The federal government offers multiple tax credits and tax credits for families with children in higher education schools such as a state college, private university or local vocational schools. As long as the school is an approved postsecondary educational institution, you may be able to qualify for the education-related tax credits or deductions.

Qualifying Child

Some educational tax credits are available to individuals or families who have a qualifying child enrolled in approved postsecondary schools. A qualifying child is generally a dependent who is under 24 years of age for whom you provide at least 50 per cent support.

Credits and Deductions

Different tax credits and deductions exist to help pay for the cost of private school tuition.
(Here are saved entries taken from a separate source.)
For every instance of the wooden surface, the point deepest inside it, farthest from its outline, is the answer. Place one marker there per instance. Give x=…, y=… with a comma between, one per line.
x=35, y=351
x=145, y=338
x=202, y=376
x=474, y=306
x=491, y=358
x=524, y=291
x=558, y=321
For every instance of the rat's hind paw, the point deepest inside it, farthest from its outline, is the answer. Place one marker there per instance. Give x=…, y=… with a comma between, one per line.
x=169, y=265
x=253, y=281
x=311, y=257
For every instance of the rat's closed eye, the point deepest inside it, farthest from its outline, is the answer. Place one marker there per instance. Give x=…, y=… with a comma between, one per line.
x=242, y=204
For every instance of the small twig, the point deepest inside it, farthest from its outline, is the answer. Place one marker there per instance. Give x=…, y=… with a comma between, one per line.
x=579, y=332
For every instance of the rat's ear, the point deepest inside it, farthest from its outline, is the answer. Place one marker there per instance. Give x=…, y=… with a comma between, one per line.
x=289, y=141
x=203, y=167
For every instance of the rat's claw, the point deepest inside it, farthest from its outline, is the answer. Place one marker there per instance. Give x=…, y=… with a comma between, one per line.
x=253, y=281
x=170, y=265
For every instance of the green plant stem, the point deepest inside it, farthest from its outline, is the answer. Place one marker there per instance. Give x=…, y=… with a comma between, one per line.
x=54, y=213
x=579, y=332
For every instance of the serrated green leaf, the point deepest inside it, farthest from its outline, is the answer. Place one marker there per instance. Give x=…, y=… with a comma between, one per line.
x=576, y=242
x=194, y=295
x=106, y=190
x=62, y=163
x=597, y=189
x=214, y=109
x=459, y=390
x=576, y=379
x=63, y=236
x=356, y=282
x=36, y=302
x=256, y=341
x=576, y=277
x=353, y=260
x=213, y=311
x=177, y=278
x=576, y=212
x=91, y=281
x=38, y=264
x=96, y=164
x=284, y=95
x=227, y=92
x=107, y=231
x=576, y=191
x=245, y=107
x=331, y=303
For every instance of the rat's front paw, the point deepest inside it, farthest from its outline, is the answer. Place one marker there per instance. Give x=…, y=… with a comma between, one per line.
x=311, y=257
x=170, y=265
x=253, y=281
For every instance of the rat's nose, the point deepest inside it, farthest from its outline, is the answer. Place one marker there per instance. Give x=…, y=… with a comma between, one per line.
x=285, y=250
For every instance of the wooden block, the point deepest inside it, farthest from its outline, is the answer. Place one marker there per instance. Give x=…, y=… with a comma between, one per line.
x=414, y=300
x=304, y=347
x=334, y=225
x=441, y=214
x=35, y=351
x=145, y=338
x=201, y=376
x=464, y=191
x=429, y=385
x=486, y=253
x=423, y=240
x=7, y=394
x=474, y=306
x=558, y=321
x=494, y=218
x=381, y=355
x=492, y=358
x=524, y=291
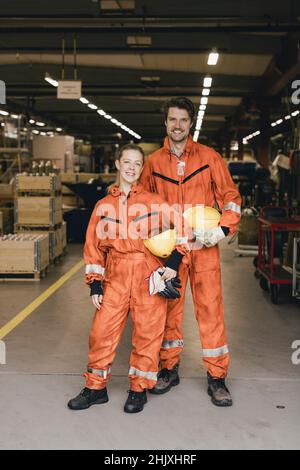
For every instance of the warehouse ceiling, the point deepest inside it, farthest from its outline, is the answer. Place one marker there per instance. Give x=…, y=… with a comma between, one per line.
x=133, y=55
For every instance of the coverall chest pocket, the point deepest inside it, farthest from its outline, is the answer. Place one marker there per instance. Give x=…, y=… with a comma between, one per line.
x=111, y=269
x=206, y=259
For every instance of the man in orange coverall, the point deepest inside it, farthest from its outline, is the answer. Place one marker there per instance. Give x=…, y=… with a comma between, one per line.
x=188, y=173
x=114, y=252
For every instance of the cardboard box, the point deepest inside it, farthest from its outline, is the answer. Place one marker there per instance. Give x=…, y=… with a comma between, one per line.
x=38, y=184
x=38, y=210
x=24, y=253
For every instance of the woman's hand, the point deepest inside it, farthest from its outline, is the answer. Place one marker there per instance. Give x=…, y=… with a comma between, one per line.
x=97, y=301
x=168, y=274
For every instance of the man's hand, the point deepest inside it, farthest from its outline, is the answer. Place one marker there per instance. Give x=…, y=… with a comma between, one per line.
x=97, y=301
x=168, y=274
x=209, y=237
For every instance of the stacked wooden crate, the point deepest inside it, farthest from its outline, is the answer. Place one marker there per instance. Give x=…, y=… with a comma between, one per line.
x=24, y=257
x=6, y=208
x=70, y=200
x=38, y=209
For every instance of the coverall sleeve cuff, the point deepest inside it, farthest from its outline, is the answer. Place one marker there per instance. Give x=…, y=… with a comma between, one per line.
x=96, y=288
x=225, y=230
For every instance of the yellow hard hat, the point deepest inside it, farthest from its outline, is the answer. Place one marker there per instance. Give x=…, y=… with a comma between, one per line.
x=202, y=217
x=163, y=244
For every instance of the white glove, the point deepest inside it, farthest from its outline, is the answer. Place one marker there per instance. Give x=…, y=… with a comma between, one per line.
x=209, y=237
x=156, y=283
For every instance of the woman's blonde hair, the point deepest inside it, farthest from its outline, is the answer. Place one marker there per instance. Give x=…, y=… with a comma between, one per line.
x=119, y=156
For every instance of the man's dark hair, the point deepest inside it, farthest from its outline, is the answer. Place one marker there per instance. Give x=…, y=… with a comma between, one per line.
x=182, y=103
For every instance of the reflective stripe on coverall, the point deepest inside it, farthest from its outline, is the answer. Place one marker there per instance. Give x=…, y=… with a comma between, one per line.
x=206, y=181
x=124, y=264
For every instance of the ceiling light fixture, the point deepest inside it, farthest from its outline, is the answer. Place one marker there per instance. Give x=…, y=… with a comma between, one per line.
x=213, y=57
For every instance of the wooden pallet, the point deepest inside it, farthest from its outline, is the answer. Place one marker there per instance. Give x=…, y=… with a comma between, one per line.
x=24, y=254
x=57, y=237
x=38, y=184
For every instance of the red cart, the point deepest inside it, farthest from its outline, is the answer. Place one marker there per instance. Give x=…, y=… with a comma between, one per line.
x=272, y=274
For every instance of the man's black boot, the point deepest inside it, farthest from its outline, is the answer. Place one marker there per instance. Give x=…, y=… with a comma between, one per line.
x=220, y=395
x=135, y=401
x=165, y=380
x=88, y=397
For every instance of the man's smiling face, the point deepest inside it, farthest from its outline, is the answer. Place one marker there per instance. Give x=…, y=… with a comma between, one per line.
x=178, y=124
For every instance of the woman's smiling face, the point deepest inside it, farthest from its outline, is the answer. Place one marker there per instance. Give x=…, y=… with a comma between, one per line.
x=130, y=166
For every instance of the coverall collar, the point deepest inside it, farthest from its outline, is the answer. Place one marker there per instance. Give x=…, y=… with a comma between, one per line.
x=187, y=149
x=135, y=189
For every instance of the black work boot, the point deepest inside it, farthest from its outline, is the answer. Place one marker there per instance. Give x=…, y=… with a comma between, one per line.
x=220, y=395
x=135, y=401
x=88, y=397
x=165, y=380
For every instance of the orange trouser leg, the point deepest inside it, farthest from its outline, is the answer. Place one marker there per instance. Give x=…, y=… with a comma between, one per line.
x=149, y=317
x=173, y=340
x=207, y=295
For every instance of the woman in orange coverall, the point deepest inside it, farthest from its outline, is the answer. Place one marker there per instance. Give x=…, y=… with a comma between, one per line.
x=118, y=267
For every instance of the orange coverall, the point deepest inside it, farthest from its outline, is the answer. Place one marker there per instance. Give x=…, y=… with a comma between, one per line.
x=120, y=259
x=206, y=181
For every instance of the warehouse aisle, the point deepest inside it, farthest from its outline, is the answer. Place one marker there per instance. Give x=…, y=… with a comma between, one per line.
x=46, y=355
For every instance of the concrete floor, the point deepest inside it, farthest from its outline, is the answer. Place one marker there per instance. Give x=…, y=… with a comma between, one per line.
x=46, y=355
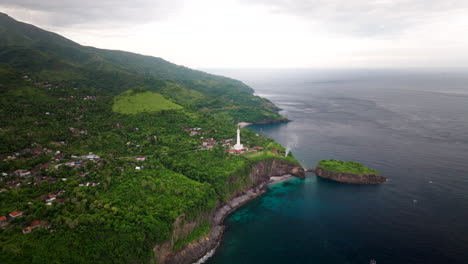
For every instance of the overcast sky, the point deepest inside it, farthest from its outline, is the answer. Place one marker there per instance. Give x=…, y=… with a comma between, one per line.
x=264, y=33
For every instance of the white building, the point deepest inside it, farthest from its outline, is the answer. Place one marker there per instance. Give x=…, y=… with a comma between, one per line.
x=238, y=145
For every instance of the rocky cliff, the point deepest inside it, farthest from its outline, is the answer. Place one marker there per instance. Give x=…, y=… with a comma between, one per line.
x=259, y=177
x=349, y=177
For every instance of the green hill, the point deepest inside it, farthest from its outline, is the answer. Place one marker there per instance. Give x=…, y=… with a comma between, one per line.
x=52, y=57
x=71, y=154
x=131, y=102
x=345, y=167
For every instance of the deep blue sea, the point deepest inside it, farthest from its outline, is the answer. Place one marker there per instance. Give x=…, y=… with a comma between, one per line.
x=411, y=125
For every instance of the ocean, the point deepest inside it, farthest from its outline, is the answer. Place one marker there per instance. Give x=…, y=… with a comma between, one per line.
x=411, y=125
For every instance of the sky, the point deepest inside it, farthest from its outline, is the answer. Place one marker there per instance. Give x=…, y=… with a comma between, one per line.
x=264, y=33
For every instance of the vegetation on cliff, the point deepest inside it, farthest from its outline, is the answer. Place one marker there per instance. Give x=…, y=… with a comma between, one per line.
x=97, y=179
x=345, y=167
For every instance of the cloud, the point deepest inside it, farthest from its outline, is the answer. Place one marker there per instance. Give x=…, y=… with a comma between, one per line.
x=365, y=17
x=60, y=13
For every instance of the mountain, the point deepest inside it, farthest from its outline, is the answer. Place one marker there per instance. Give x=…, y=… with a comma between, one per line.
x=106, y=154
x=51, y=56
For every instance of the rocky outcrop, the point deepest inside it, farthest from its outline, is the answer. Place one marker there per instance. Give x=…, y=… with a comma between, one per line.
x=349, y=177
x=259, y=176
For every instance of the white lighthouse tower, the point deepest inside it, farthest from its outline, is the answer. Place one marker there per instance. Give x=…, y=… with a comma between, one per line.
x=238, y=145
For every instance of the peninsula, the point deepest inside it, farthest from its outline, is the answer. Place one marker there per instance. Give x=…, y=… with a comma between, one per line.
x=348, y=172
x=108, y=156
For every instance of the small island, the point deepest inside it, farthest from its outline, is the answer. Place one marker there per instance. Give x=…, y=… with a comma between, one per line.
x=348, y=172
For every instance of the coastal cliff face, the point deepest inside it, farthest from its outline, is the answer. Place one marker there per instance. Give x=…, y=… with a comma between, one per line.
x=349, y=177
x=259, y=177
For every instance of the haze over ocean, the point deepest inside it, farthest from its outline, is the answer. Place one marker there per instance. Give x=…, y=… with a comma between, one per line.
x=411, y=125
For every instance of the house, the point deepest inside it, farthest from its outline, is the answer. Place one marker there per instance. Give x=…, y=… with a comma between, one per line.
x=92, y=156
x=27, y=230
x=22, y=173
x=141, y=158
x=15, y=214
x=36, y=223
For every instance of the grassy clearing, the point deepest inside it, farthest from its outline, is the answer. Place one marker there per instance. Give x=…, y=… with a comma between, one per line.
x=345, y=167
x=132, y=103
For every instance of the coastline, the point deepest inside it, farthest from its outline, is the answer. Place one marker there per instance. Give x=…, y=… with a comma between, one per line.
x=199, y=251
x=235, y=204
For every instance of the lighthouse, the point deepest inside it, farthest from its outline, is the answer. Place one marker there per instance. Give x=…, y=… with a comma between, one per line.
x=238, y=145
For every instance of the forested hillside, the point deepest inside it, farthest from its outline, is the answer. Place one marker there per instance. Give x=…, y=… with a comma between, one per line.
x=101, y=151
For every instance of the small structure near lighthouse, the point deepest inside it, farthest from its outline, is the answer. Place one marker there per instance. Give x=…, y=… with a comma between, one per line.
x=238, y=146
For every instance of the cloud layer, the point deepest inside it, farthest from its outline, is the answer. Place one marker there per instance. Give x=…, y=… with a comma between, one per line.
x=264, y=33
x=368, y=17
x=57, y=13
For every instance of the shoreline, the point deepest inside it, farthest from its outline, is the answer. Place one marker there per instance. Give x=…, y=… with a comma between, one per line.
x=234, y=204
x=262, y=174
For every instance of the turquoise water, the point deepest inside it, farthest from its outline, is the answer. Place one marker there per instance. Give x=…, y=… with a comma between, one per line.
x=412, y=127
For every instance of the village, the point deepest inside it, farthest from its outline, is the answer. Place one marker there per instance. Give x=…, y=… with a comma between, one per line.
x=55, y=160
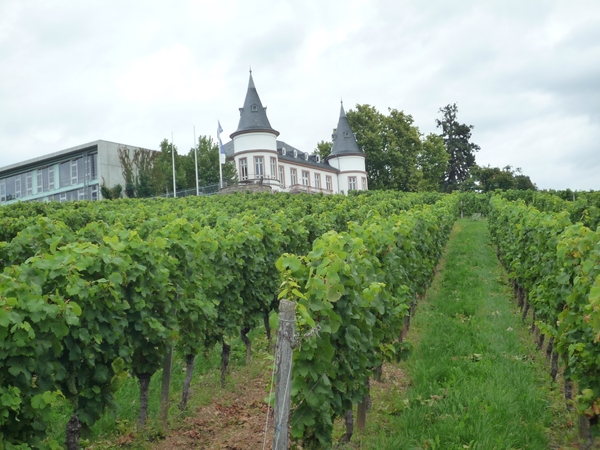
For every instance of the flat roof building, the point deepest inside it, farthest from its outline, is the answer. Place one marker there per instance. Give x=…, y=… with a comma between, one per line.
x=75, y=173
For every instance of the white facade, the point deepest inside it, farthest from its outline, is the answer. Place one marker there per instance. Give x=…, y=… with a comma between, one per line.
x=72, y=174
x=260, y=158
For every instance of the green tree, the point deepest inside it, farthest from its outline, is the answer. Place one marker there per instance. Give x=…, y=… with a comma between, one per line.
x=486, y=179
x=432, y=162
x=461, y=152
x=391, y=144
x=208, y=163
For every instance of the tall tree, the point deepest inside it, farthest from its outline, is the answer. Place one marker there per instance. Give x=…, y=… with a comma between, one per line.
x=208, y=163
x=391, y=144
x=461, y=151
x=432, y=162
x=486, y=179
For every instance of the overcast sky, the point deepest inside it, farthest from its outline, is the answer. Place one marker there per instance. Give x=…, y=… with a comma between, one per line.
x=524, y=73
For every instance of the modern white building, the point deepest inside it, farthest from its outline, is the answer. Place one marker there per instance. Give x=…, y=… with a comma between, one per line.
x=72, y=174
x=260, y=158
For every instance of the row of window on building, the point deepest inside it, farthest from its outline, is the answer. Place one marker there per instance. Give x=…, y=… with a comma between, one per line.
x=50, y=178
x=278, y=173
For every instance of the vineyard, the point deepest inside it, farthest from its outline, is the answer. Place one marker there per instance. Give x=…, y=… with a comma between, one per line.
x=94, y=292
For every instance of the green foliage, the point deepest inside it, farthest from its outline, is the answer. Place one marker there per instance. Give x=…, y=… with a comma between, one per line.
x=353, y=290
x=432, y=163
x=461, y=152
x=391, y=144
x=208, y=164
x=488, y=179
x=89, y=290
x=556, y=262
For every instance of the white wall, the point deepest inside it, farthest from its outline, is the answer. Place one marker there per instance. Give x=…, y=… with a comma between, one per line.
x=109, y=166
x=255, y=141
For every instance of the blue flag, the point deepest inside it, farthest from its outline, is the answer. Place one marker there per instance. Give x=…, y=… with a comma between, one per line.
x=222, y=157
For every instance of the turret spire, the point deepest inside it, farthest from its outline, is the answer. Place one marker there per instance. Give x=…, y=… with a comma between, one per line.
x=253, y=116
x=344, y=141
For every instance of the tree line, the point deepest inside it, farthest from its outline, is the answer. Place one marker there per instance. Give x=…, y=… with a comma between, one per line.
x=400, y=157
x=148, y=173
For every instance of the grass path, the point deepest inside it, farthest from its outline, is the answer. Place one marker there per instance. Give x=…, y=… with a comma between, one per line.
x=474, y=380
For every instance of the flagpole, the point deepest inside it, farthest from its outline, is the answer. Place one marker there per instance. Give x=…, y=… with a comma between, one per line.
x=196, y=161
x=221, y=154
x=173, y=159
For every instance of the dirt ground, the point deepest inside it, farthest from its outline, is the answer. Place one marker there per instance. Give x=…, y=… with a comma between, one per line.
x=233, y=421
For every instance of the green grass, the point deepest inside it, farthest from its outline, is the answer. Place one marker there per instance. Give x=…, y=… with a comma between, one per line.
x=475, y=381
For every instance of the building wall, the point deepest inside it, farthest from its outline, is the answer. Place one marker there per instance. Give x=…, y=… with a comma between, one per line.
x=72, y=174
x=352, y=174
x=288, y=183
x=255, y=141
x=111, y=172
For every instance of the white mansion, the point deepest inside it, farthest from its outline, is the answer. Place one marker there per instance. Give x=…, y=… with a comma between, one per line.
x=260, y=158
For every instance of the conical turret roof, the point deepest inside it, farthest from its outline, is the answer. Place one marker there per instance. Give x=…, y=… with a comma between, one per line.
x=253, y=116
x=344, y=142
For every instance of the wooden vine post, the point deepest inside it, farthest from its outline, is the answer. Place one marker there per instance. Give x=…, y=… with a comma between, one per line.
x=165, y=392
x=283, y=378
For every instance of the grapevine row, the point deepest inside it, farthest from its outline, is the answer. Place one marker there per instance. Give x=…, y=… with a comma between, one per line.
x=555, y=265
x=91, y=291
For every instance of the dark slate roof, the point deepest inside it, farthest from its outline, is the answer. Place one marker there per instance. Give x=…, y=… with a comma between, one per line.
x=344, y=142
x=253, y=116
x=301, y=157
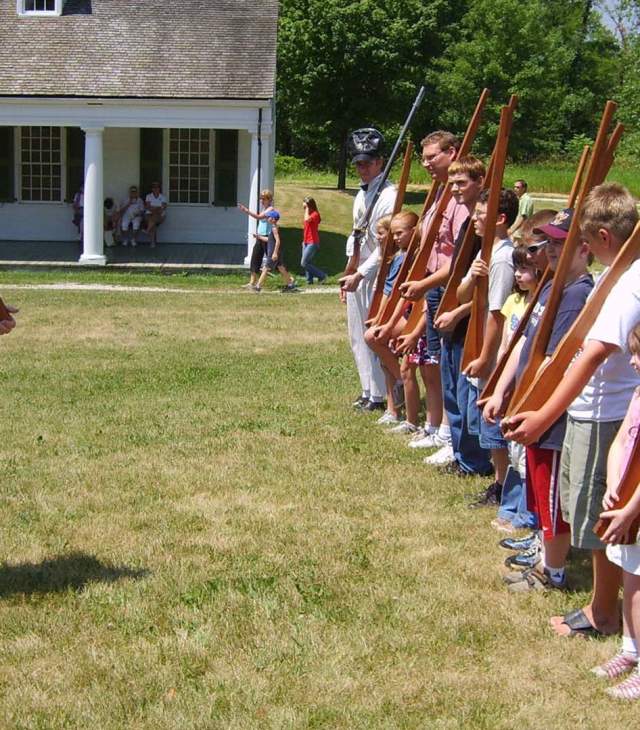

The American opportunity tax credit can be taken for four years and allows you to reduce your taxes by up to £1,625 per eligible child. The lifetime learning credit can provide up to £1,300 toward reducing your taxes with no limit on how many years it can be used. Both credits cannot be taken at the same time however. Alternatively, the tuition and fees deduction lets you reduce your taxable income by up to £2,600.

Income Limitations

Each education-related tax credit or deduction is subject to income limitations, regardless of whether your child attends a public or private school. Generally you are allowed to take the credits or deductions if your adjusted gross income is below £52,000, or £104,000 when married filing jointly. Some benefits are not available if your income is above £58,500 or £117,000 for married filing jointly.